I know, I know, times have changed, but the character people possess has not.For real democracy to work, a body of citizens with a sound understanding of the principles of democracy is needed. In America today, the body of citizens with a sound understanding of democracy is the silent majority of mostly white and Christian men and women who are never evoked or quoted by the media, but go about their business and lives without complaining and claiming to be victims. And although victimhood has become the sine qua non of today’s America, it is a con perpetrated by ignorant but opportunistic politicians who remain in power through the publicity they get from their phony crusades.

But let’s look at Pericles’ time and compare it with the present (and weep). He was annually elected, a public official (one of ten) who never placed himself above the law or above the constitution. He believed in intelligence, reason, restraint, and peace. (The first three qualities totally absent from the “Squad.”) He guided his fellow citizens toward civic virtue and the order and excellence associated with it. (He did not refer to political opponents as “motherf—ers,” à la a certain “Squad” member.) But here comes the most important thing of all where the ancient and modern are concerned: Pericles and Athenian democracy can offer contemporary political leaders a powerful challenge to examine their own actions and goals. Simply promising economic equality has not worked, nor will it ever. What will work is the dignity and autonomy of every individual and the elevation of that individual to full participation in the political process but also to full civic responsibility and community participation.

Brave-sounding words and pronouncements, I agree. But spoken more than 2,500 years ago right underneath the Acropolis by men who believed the unexamined life was not worth living. (Thank you, Socrates.) Watching those desperate men and women vying for votes in the Democratic primaries is a lesson on how not to live one’s life. Shame has always been unbearable in Greek life. Honor was a prerequisite for ancient heroes, both in real life and in mythology. In Homer, bravery is the hallmark of nobles, heroes, and demigods like Achilles. Socrates thought that virtue was indivisible; in other words, you couldn’t be a pious murderer or an honest thief. This demanding ideal called honor entails accepting responsibility even for acts that are not of one’s doing. Excuses do not remove blame. Reading this, I thought of modern life and the last time a criminal or a politician took full responsibility for his or her actions.

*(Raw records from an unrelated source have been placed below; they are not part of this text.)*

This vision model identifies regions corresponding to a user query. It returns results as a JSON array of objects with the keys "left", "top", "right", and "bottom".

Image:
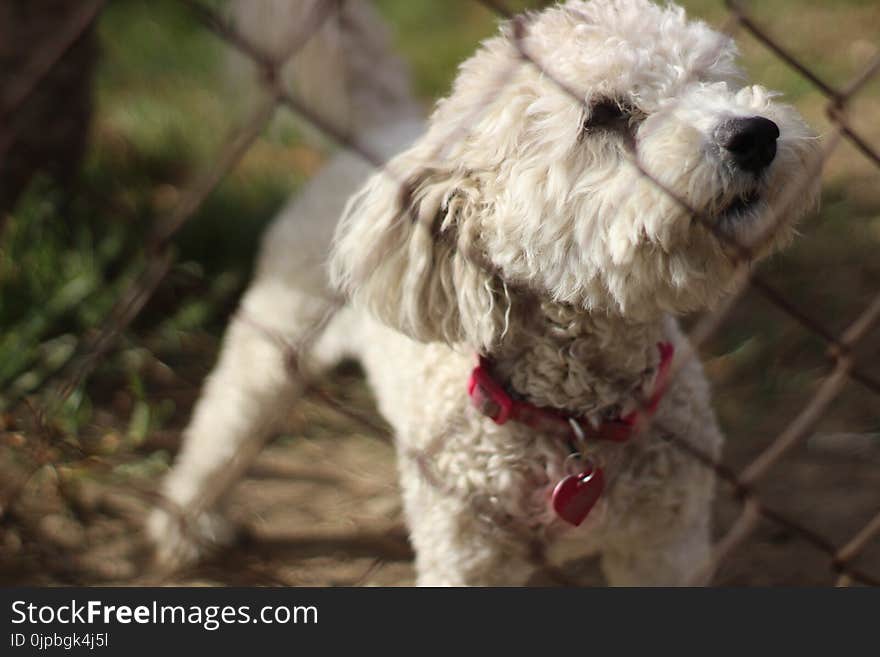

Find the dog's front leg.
[
  {"left": 600, "top": 510, "right": 712, "bottom": 586},
  {"left": 397, "top": 458, "right": 539, "bottom": 586}
]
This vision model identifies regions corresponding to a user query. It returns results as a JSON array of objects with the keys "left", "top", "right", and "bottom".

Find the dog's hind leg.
[{"left": 144, "top": 118, "right": 385, "bottom": 571}]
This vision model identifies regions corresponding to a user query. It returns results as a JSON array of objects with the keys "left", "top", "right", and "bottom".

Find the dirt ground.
[{"left": 3, "top": 341, "right": 878, "bottom": 588}]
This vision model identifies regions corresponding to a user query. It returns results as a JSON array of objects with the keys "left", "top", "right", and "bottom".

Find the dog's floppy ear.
[{"left": 329, "top": 149, "right": 508, "bottom": 350}]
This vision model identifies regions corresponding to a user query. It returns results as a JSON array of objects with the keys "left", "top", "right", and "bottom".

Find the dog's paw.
[{"left": 145, "top": 506, "right": 236, "bottom": 573}]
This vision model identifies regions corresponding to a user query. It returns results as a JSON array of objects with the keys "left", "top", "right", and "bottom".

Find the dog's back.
[{"left": 231, "top": 0, "right": 423, "bottom": 294}]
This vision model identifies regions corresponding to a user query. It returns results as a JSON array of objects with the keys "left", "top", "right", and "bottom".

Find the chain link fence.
[{"left": 1, "top": 0, "right": 879, "bottom": 586}]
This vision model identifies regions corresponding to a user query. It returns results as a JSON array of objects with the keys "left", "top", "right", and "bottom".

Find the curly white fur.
[{"left": 148, "top": 0, "right": 820, "bottom": 586}]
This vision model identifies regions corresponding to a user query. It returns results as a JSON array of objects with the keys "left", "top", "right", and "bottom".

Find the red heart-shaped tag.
[{"left": 551, "top": 466, "right": 605, "bottom": 526}]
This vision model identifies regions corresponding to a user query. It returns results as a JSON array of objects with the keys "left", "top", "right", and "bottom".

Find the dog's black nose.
[{"left": 717, "top": 116, "right": 780, "bottom": 173}]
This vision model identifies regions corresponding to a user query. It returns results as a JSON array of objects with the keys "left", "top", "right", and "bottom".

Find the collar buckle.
[{"left": 467, "top": 358, "right": 514, "bottom": 424}]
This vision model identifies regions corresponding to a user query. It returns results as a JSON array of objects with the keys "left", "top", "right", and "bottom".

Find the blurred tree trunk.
[{"left": 0, "top": 0, "right": 98, "bottom": 219}]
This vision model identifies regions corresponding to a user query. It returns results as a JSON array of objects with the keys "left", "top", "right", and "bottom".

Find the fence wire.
[{"left": 1, "top": 0, "right": 879, "bottom": 586}]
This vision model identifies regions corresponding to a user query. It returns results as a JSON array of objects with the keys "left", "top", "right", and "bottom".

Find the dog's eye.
[
  {"left": 586, "top": 99, "right": 627, "bottom": 126},
  {"left": 582, "top": 98, "right": 641, "bottom": 135}
]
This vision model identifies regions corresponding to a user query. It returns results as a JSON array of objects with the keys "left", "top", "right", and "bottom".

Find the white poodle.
[{"left": 148, "top": 0, "right": 820, "bottom": 585}]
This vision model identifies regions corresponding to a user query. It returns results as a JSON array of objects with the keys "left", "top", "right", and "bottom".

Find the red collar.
[
  {"left": 467, "top": 342, "right": 674, "bottom": 527},
  {"left": 468, "top": 342, "right": 675, "bottom": 444}
]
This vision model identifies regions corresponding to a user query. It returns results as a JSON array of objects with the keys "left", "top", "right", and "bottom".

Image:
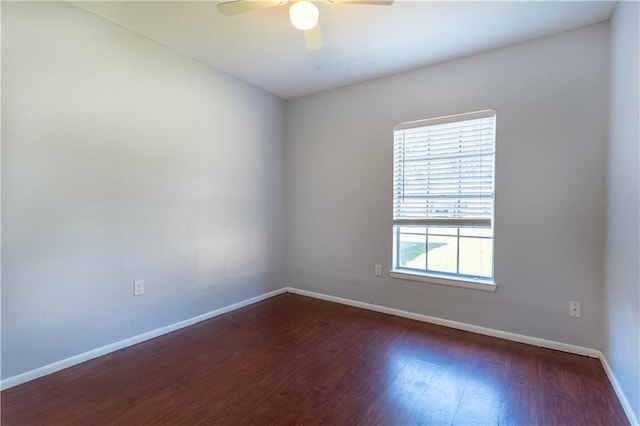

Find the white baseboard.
[
  {"left": 600, "top": 353, "right": 640, "bottom": 426},
  {"left": 285, "top": 287, "right": 640, "bottom": 425},
  {"left": 4, "top": 284, "right": 636, "bottom": 426},
  {"left": 285, "top": 287, "right": 601, "bottom": 358},
  {"left": 0, "top": 288, "right": 287, "bottom": 391}
]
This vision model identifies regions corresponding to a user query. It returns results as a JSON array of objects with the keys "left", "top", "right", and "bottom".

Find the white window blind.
[{"left": 393, "top": 110, "right": 496, "bottom": 228}]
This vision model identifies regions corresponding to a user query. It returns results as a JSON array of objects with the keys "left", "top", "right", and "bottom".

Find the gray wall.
[
  {"left": 605, "top": 1, "right": 640, "bottom": 419},
  {"left": 285, "top": 23, "right": 610, "bottom": 349},
  {"left": 1, "top": 2, "right": 285, "bottom": 379}
]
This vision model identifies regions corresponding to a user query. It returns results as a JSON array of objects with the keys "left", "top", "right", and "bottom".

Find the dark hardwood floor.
[{"left": 1, "top": 293, "right": 629, "bottom": 425}]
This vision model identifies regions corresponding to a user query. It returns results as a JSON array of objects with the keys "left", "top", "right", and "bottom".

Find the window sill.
[{"left": 389, "top": 269, "right": 497, "bottom": 292}]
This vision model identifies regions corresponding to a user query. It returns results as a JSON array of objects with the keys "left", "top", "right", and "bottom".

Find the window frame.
[{"left": 390, "top": 109, "right": 497, "bottom": 292}]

Never mind. We Greeks brought a lot to the world, but things have not gone our way since 1453, when Byzantium fell to the hated Turks. Yet after 400 years of oppression by the Muslim hordes, we rose up alone in 1821 and won our independence. When both Italy and Germany attacked us in 1940–41, we resisted and pushed the Italians back into Albania but eventually were beaten by the Wehrmacht’s Panzers. Other European countries like France, the Netherlands, and Belgium surrendered almost without a fight and did not resist when occupied and emerged on VE Day unscathed. Was it worth it for us to lose more than half a million Greeks for honor alone? I’d say yes, having lost many in my family, but then I’m a dinosaur who still believes in honor, duty, and country, but not in victimhood. If the “Squad” had a scintilla of honor they would commit seppuku in unison in front of the Capitol, but honor is an alien word not associated with today’s politics. See you around the Acropolis!